Al contrario, nel caso in esame, la sentenza della Corte d'Appello remittente faceva ritenere, quantomeno in astratto, che l'assunzione dell'obbligo di pagamento di un assegno vitalizio fosse di fatto la costituzione di una rendita sostitutiva dell’assegno di divorzio. Questa interpretazione veniva implicitamente confermata dalla stessa parte beneficiaria, controricorrente, che nelle sue deduzioni aveva chiesto la conferma della rendita medesima proprio sul presupposto che fosse stata determinata pattiziamente “tenendo essenzialmente presente la definitiva divisione delle fonti di reddito delle parti derivanti dalle aziende familiari”.

Pertanto, la Corte d'Appello non aveva tenuto separato - e nemmeno precisato - il profilo della definizione dei rapporti patrimoniali già pendenti tra le parti, con le eventuali regolamentazioni delle ragioni di debito-credito, rispetto al profilo della spettanza o meno dell’assegno di divorzio, ammettendo così la liceità del patto tra coniugi in maniera generica e astratta. Per tale motivo, la sentenza è stata cassata con rinvio ad altra sezione per una determinazione più accurata sulla spettanza o meno dell’assegno di divorzio medesimo.

Il principio di diritto stabilito mediante l’ordinanza di Cassazione in esame è dunque che, laddove i coniugi abbiano definito i rapporti patrimoniali tra loro pendenti pattuendo la corresponsione di un assegno “vita natural durante”, il giudice del divorzio deve preliminarmente qualificare tale accordo tra le parti, precisando se la rendita costituita in occasione della crisi familiare sia o meno in violazione della inderogabilità dei diritti-doveri tra coniugi in materia familiare, e quindi deve verificare se essa sia giustificata per altra causa. Se il fondamento della rendita sia quello della definizione pattizia dell’assegno divorzile, avendo come causa soltanto la crisi familiare, si deve pronunciare la nullità, in quanto spetta esclusivamente al giudice statuire sull’obbligo di pagare detto assegno, sia nell’an che nel quantum.

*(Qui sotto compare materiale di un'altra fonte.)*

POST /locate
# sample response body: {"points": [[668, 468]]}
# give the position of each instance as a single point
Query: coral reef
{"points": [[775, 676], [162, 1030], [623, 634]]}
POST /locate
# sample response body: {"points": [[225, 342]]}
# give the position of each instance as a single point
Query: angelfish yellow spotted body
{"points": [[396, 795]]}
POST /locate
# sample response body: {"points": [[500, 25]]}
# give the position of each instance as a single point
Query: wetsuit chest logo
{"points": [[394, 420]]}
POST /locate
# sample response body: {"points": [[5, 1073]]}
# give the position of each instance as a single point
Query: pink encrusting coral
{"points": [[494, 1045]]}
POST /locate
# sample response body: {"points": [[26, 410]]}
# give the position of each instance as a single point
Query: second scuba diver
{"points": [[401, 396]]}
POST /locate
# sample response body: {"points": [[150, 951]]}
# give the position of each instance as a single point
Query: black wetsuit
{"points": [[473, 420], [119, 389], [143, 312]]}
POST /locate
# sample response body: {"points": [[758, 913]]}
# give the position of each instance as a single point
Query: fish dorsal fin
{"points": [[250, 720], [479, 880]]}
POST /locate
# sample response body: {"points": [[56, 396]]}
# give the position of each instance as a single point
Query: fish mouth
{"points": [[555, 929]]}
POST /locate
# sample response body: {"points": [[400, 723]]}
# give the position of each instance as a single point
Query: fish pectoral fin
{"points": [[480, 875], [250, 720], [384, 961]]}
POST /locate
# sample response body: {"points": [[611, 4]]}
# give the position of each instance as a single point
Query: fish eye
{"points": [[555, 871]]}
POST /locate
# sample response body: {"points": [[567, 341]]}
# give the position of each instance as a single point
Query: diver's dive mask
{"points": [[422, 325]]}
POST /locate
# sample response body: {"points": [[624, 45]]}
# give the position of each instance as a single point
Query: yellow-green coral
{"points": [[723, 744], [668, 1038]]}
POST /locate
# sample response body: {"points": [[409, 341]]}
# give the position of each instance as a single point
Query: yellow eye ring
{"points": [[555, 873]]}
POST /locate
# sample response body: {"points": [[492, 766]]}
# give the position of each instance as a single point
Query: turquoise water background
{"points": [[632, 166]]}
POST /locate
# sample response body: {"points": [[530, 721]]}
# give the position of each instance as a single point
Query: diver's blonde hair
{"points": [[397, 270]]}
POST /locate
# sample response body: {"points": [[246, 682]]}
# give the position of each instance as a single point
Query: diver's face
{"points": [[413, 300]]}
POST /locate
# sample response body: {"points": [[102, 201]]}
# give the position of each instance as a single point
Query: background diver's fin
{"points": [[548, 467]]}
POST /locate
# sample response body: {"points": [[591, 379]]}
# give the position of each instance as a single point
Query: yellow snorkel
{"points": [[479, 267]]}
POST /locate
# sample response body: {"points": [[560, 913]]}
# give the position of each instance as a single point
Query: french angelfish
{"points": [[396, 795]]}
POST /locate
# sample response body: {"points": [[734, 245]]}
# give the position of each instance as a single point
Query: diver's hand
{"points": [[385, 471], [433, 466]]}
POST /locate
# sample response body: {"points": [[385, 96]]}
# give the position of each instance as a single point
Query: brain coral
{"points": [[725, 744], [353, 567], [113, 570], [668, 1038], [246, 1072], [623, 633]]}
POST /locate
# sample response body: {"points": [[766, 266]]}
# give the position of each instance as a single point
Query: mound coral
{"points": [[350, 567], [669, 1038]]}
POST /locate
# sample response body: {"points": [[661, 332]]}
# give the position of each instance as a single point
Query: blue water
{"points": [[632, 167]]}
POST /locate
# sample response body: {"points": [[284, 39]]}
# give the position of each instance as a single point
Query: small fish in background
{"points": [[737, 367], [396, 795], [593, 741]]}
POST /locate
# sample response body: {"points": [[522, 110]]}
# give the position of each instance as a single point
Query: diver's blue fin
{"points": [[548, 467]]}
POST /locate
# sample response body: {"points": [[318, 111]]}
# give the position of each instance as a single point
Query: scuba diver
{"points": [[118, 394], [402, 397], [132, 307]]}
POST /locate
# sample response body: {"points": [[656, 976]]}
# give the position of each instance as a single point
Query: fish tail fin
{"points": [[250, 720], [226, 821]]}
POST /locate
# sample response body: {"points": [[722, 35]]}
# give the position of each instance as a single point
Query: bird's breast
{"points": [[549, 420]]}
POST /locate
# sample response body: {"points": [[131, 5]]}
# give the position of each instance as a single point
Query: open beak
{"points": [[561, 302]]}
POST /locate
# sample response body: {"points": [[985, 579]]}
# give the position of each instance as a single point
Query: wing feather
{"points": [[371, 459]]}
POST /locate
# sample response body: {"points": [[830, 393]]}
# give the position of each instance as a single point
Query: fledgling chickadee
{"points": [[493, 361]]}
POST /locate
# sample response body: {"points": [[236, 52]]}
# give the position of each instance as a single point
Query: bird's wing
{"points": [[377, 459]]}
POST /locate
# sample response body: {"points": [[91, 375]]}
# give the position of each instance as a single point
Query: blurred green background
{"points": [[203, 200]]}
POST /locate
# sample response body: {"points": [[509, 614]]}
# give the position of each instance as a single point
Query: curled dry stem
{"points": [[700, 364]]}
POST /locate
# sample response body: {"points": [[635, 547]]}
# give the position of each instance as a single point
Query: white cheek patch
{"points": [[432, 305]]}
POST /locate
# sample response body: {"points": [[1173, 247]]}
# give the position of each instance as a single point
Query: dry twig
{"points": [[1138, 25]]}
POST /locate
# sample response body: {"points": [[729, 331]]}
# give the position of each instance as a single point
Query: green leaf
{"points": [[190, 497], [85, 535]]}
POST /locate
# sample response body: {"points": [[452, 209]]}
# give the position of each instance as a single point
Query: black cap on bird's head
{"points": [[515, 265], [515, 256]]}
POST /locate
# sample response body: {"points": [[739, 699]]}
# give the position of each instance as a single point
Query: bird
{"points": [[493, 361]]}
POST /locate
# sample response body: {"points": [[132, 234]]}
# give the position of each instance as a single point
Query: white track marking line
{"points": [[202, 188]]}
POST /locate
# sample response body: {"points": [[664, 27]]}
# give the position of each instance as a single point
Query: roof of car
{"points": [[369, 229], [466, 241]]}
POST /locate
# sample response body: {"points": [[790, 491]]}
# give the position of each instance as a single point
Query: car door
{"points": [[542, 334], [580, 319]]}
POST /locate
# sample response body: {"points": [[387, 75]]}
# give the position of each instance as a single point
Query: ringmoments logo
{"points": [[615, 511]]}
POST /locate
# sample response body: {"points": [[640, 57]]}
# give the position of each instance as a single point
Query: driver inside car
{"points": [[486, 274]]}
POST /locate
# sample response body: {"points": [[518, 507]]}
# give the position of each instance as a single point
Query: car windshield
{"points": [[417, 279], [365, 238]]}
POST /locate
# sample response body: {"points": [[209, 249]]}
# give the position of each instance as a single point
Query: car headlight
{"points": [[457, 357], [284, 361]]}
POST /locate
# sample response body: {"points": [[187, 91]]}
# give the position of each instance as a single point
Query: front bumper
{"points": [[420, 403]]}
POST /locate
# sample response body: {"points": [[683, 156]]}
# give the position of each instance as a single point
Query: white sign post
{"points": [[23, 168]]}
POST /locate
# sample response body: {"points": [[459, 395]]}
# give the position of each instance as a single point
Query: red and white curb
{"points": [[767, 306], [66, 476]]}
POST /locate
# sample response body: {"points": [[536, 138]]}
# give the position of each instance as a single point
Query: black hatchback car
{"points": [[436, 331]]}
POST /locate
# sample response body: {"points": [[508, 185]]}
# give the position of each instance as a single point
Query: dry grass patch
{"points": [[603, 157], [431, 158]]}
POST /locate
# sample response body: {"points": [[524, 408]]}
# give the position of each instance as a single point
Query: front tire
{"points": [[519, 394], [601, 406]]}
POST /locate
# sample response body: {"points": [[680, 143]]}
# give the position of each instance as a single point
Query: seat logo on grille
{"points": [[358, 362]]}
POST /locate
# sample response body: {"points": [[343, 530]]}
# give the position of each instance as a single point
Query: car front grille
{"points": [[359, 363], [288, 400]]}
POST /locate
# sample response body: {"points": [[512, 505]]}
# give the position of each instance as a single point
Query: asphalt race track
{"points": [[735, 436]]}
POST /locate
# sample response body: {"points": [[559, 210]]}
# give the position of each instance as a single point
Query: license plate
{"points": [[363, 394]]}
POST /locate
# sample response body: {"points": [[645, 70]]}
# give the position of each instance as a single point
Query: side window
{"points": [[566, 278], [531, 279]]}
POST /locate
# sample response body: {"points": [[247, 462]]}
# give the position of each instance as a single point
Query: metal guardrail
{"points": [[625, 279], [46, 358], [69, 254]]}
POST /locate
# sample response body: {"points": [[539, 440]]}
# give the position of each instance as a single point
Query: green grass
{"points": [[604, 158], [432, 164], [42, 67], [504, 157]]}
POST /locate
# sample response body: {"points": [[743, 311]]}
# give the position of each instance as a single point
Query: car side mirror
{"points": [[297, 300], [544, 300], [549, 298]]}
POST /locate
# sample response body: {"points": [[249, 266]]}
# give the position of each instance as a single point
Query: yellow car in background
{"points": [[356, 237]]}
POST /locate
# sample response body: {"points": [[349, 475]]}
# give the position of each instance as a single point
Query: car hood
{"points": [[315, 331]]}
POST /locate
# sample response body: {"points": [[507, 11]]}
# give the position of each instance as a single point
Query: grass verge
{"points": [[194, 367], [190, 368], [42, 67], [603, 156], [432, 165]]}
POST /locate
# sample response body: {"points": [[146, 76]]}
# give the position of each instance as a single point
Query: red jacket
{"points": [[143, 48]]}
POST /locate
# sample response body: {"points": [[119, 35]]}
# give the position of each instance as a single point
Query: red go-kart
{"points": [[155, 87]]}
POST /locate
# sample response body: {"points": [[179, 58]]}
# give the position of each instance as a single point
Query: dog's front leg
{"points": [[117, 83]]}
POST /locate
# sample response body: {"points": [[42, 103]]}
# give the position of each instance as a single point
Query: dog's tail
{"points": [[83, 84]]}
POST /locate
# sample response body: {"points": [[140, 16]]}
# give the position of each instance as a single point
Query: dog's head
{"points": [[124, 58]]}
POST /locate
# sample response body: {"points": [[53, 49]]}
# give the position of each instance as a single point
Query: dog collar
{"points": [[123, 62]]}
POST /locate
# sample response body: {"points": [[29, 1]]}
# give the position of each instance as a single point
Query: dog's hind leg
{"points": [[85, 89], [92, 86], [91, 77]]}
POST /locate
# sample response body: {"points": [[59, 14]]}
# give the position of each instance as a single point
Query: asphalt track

In definitiva, quindi, si può dire che a tutt’oggi, nonostante le aperture della giurisprudenza, la libertà di autodeterminazione dei rapporti patrimoniali tra i coniugi in caso di separazione e divorzio non si estende fino alla insindacabilità degli assegni di mantenimento o divorzili stabiliti per accordo tra le parti, in quanto detti assegni devono sempre essere sottoposti al giudizio della magistratura in ordine alla loro congruità. Come a dire che, nonostante i grandi mutamenti del costume, nel matrimonio la parte presuntivamente più debole sul piano economico è ancora considerata incapace di autodeterminarsi in ordine ai propri diritti, eventualmente rinunciando a essi.